18 augustus werd de gelukkigste dag van mijn leven. Niet per se de dag die me het meest gelukkig maakte, maar simpelweg een dag met de meeste “chance”. Het feit dat ik vorig jaar de pukkelpopramp had meegemaakt, was bijvoorbeeld de enige reden dat ik voor deze editie aan een zaterdagticket was geraakt. En de hitte die ook ’s morgens al woedde, zorgde ervoor dat ik een uur vroeger opstond, waardoor ik net op tijd las dat ik een uur vroeger moest opstaan.

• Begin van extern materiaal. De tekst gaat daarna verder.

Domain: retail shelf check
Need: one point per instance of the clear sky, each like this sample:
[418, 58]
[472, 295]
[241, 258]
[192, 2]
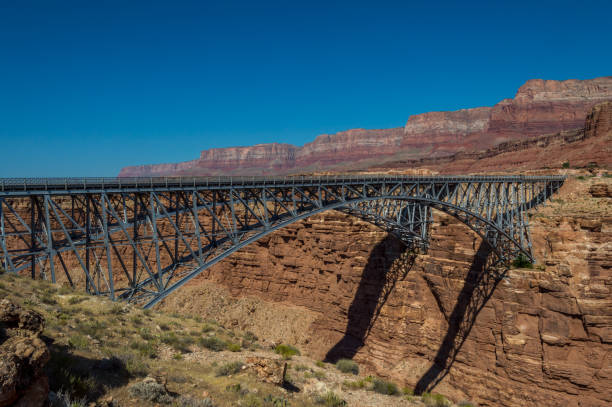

Mijn festivaldag begon al om 11.30 aan de mainstage…
Balthazar (11.30, Main Stage) ***
Deze Belgische band, die twee jaar geleden nog de Wablief?! afsloot, mocht het hoofdpodium op de laatste dag openen. Ze waren niet onder de indruk van die omstandigheden en speelden een redelijk atypische set, waarbij mij enkel ‘Fifteen Floors’ bekend in de oren klonk. Enkele nieuwe nummers en niet-singles zorgen voor een sfeervol begin van de dag, toen nog in de schaduw.
Dry The River (12.00, Marquee)**** 1/2
Maar ik zat al met mijn gedachten bij een van mijn meest geanticipeerde optredens van de dag. Dry The River krijgt redelijk wat aandacht in Groot-Brittannië, in België braken ze, nochtans in het spoor van Mumford & Sons of Fleet Foxes nog niet echt door. Hun optreden viel daardoor heel kort uit en miste de tijd om naar hun climax (‘Lion’s Den’, het op één na beste nummer van de dag) te groeien, maar misschien ging de tijd net zo snel vooruit door hun eigen verdienste. Via onder andere ‘Demons’ en ‘Bible Belt’, enkele rustige nummers, gingen ze naar hét intense en zeer vroege hoogtepunt van de dag: ‘No Rest’. Deze korte, gevarieerde set doet veel goeds verhopen voor hun toekomst.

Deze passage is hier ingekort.